|
How exactly are Relevant Vector Machines different from Logistic Regression and SVMs' for classification purposes? Concretely, in the case of Logistic Regression, we are looking for a hyper-plane that divides the two classes, and with SVMs', we are looking for optimal large margin Hyper-plane. What exactly are we doing with RVMs'? |
|
RVM is a Bayesian model where the goal is to find the posterior and predictive probabilities rather than making decisions as in the case of SVM. So, learning the model is analogues to finding posterior probabilities over the weights and finding the label for unknown input is equivalent to find the predictive probabilities over the labels given the model weights. To differentiate with SVM, I will make crude analogies here; for more details refer to Bishop, 2006 [Chapter 7]. Similar to SVM, RVM "cost" contains to two terms: likelihood function and prior over the weights. The likelihood term contains simple linear projection of the input features (for regression) or logistic function (for classification) and the error between the desired is computed using the least squares, instead of hinge loss as is the case with SVM. This comes from the assumption that the error between the desired and the output has a Gaussian distribution.

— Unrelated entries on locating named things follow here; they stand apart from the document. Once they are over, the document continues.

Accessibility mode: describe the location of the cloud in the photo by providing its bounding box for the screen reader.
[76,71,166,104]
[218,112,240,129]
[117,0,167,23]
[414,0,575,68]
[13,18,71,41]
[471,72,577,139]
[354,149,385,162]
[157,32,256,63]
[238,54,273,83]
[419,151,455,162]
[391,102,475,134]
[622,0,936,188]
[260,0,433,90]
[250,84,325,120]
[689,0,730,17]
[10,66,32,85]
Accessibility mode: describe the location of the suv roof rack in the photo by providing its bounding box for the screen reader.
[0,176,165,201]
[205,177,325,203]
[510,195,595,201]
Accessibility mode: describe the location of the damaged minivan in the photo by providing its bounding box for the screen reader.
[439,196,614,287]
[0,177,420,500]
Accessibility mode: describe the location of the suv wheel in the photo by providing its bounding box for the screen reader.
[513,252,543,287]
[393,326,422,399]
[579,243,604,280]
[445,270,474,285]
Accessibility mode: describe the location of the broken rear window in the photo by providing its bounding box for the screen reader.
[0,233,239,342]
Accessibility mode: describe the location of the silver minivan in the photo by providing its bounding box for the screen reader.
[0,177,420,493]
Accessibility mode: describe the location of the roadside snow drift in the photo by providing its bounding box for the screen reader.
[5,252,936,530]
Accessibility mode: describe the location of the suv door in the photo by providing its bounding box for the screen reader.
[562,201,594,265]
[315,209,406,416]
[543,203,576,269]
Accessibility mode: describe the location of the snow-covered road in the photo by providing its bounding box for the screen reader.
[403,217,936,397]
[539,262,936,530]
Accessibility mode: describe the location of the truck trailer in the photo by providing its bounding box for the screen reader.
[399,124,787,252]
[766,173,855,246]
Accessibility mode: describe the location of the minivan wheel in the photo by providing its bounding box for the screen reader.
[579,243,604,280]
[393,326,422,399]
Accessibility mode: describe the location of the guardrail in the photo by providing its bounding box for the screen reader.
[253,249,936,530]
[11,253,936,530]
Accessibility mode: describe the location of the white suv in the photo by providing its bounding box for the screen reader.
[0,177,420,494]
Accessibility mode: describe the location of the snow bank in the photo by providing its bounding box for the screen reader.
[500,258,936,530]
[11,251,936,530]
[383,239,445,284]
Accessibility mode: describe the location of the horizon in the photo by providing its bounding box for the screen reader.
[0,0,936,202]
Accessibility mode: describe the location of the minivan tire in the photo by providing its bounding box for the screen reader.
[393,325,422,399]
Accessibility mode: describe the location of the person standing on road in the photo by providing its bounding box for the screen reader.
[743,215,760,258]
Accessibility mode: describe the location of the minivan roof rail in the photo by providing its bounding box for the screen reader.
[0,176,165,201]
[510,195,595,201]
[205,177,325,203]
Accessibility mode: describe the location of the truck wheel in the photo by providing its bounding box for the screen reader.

The second term, more importantly, takes the form of a Gaussian-Gamma distribution with a set of hyper-parameters $alpha$. These $alpha$ are sparse and, analogues to the Lagrangian variables in SVM, determine which set of inputs for the "support" vectors. With these two terms, solving for the weights is analogues to solving for the posterior distribution over the weights (which turns out to be again a simple Gaussian distribution because of the complementary priors). There are several methods to solve for the weights and the hyper-parameters, and is popularly known as Bayesain Sparse Coding. Refer to work by David Wipf for this. |